The fans throw water and boo heartily until Chaco finally exits to the makeshift backstage.
“We’re like a cheap psychologist,” says Aski, a luchador from Oak Cliff who declines to give his real name because he is masked, and the lucha code requires anonymity.
Wrestling matches offer fans a hero to cheer for and a villain to despise. It gives spectators a few hours to clear their heads and focus only on something fun, he says.
Aski, 35, started wrestling in 2004. He played soccer and football at North Dallas High School, but nothing measures up to this, he says.
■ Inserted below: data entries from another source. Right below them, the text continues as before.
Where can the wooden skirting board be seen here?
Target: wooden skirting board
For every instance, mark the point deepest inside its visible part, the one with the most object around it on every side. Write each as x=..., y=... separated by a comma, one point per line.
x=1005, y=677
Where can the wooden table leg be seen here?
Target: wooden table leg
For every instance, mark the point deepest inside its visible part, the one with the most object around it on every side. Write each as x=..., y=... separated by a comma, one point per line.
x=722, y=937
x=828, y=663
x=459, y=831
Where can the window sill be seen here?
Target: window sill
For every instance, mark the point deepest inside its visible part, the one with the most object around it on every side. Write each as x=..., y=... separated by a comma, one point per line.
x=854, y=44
The training is intense, and the sport requires physical and mental strength, not to mention acting skills. There are bumps and bruises every time, and wrestling careers sometimes end in back injuries, but blood and broken bones are very rare, Aski says.
Before entering the ring, there is an adrenaline rush, he says, speaking through the mask.
“We know we’re going into a battle, and we don’t know what the outcome will be,” he says. “It’s something that you look forward to, and it becomes part of you.”